In this action for nullity, the adversary of Les Fermiers du Sud-Ouest produced numerous publications on the Internet attesting to the existence of the Marensin territory and the presence of numerous poultry farms in the Landes department, including in the territory of Marensin.

Since the recent reform of trademark law, it is possible to request the invalidity of a trademark before the INPI, whereas previously it was necessary to initiate an action before the courts which proved to be longer and more expensive.
Consequently, the risk for trademark owners of seeing their trademarks challenged, following an opposition procedure, has increased significantly.
In the case of our client, this nullity action, beyond the failure of the opposition brought against the competing brand “La Table du Marensin”, raised the very question of the validity of a brand that it operated for two decades.
Problem
The problem posed by this case was the difficulty of defending a trademark composed of a geographical term that may have a link with the products it designates.

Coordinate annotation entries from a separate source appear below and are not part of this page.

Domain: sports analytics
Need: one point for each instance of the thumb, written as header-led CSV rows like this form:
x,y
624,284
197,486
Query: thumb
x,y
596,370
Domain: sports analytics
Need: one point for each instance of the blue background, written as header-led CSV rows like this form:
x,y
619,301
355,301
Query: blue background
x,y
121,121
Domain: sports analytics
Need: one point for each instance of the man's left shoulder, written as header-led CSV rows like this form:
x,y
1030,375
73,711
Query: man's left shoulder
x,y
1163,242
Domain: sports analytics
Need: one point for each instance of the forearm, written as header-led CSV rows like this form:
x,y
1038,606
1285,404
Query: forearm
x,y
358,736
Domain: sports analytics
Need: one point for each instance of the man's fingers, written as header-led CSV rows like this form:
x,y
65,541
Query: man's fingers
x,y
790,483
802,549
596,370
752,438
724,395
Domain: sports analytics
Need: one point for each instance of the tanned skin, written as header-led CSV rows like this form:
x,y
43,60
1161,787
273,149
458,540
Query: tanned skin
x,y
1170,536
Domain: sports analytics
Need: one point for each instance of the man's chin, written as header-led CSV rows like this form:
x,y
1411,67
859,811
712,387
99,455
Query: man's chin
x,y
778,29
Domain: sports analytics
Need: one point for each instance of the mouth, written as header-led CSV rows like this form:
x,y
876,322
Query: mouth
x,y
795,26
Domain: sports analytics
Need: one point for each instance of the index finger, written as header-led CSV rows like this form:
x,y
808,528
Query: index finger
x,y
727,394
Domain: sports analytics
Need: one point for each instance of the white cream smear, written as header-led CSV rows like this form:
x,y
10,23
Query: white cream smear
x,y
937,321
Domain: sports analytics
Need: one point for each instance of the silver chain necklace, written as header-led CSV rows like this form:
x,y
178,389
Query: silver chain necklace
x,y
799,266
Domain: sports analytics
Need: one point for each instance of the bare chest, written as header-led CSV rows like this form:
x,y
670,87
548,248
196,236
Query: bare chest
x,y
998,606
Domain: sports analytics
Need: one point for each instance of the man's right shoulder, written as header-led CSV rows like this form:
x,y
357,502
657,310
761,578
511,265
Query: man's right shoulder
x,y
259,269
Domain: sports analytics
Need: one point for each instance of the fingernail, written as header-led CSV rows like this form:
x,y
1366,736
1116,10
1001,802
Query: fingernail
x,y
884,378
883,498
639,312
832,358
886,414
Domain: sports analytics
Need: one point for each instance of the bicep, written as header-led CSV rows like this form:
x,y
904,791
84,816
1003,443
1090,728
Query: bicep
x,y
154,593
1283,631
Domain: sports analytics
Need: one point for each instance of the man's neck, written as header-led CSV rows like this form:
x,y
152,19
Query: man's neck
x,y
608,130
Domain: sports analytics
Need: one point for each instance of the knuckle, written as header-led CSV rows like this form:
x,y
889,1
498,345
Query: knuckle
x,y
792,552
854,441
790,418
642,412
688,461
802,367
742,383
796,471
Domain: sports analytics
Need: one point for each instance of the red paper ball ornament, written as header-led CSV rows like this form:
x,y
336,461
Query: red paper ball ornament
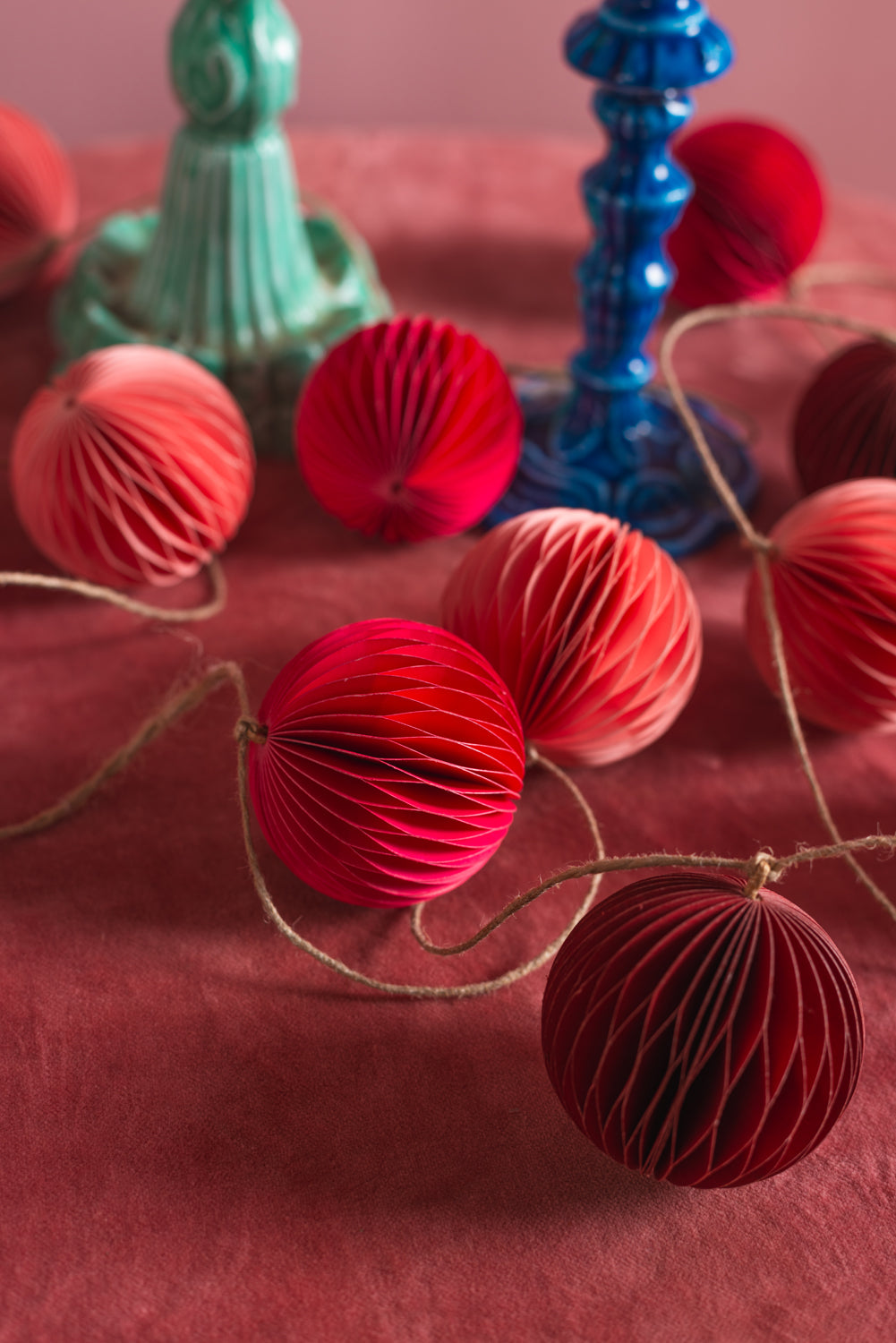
x,y
392,763
834,582
593,628
754,218
133,466
702,1037
845,426
408,429
38,201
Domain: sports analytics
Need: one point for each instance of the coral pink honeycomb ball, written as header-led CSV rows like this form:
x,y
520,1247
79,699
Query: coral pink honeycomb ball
x,y
702,1037
834,580
593,628
133,466
754,218
845,426
38,199
392,763
407,430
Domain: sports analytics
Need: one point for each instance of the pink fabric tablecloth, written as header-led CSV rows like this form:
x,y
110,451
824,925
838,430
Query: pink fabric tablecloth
x,y
207,1136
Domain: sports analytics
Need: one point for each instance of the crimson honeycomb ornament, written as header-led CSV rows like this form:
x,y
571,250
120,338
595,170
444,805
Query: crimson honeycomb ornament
x,y
702,1037
392,763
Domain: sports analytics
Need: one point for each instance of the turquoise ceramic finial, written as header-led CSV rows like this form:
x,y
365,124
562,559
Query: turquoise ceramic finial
x,y
230,271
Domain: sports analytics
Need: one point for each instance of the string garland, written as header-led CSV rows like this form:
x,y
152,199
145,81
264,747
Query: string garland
x,y
759,869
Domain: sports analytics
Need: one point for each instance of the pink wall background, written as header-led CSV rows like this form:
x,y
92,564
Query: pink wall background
x,y
821,67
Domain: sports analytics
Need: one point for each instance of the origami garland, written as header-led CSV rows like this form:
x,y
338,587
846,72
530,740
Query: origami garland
x,y
407,430
133,466
38,201
593,628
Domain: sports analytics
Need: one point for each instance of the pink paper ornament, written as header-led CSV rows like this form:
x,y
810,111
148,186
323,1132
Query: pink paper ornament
x,y
133,466
392,763
38,201
834,582
702,1037
408,429
593,628
845,426
754,218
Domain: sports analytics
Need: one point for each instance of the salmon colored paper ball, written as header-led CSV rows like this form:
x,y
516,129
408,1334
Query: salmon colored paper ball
x,y
38,199
845,426
834,580
593,628
702,1037
407,430
133,466
392,763
754,218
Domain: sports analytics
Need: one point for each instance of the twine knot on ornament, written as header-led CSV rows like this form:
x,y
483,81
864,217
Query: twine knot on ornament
x,y
249,730
762,869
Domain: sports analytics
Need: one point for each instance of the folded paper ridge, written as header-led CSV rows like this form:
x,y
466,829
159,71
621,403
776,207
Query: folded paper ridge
x,y
593,628
407,430
133,466
699,1036
392,763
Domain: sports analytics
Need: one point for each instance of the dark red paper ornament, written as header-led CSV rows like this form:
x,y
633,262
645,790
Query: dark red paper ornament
x,y
133,466
834,580
408,429
754,218
593,628
392,763
38,199
845,426
699,1036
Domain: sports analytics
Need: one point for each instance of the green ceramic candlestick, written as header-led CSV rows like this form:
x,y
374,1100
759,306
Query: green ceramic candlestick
x,y
231,270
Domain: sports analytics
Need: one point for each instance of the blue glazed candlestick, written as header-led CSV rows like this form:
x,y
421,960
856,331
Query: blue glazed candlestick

This difficulty was exacerbated by the fact that the Marensin area belongs to the Landes department, which benefits from it’s reputation for poultry meat, reflected in the existence of the protected geographical indication (PGI) “Volailles des Landes”.
The risk of confusion between trademark law and the law on indications of geographical origin was obvious in this case.

Solution
The solution lay in Fermiers du Sud-Ouest’s ability to challenge their opponent’s argument by demonstrating that their mark ‘Le Marensin’, although composed of a geographical term, does not evoke the geographical origin of poultry meat for consumers, and can therefore fulfil its function of identifying Fermiers du Sud-Ouest, the company that owns the mark.
In order to do this, it was essential to demonstrate the absence of reputation of the Marensin area for poultry meat and to separate it from the PGI ‘Volailles des Landes’, even though this area is located in the Landes department.
The valued added from JUNCA & ASSOCIÉS
JUNCA & ASSOCIÉS is composed, on the one hand, of lawyers specializing in intellectual property who master consumer law, which is related to trademark law, and, on the other hand, of industrial property attorneys who are experienced in litigation in the opposition and invalidity of trademarks before the INPI.
JUNCA & ASSOCIÉS therefore has a global vision of trademark law and the law of indications of source, which allows it to handle these two matters in trademark litigation, the solution of which lies precisely in their combination.
Result
The INPI rejected the action for nullity brought against the “Le marensin” trademark, considering that JUNCA & ASSOCIÉS had demonstrated that “the relevant consumer was not able to establish a sufficiently direct connection between the products covered and the sign ‘Le marensin’, and to perceive therein immediately and without further reflection a description of an objective and expected characteristic of these products, namely their geographical origin”.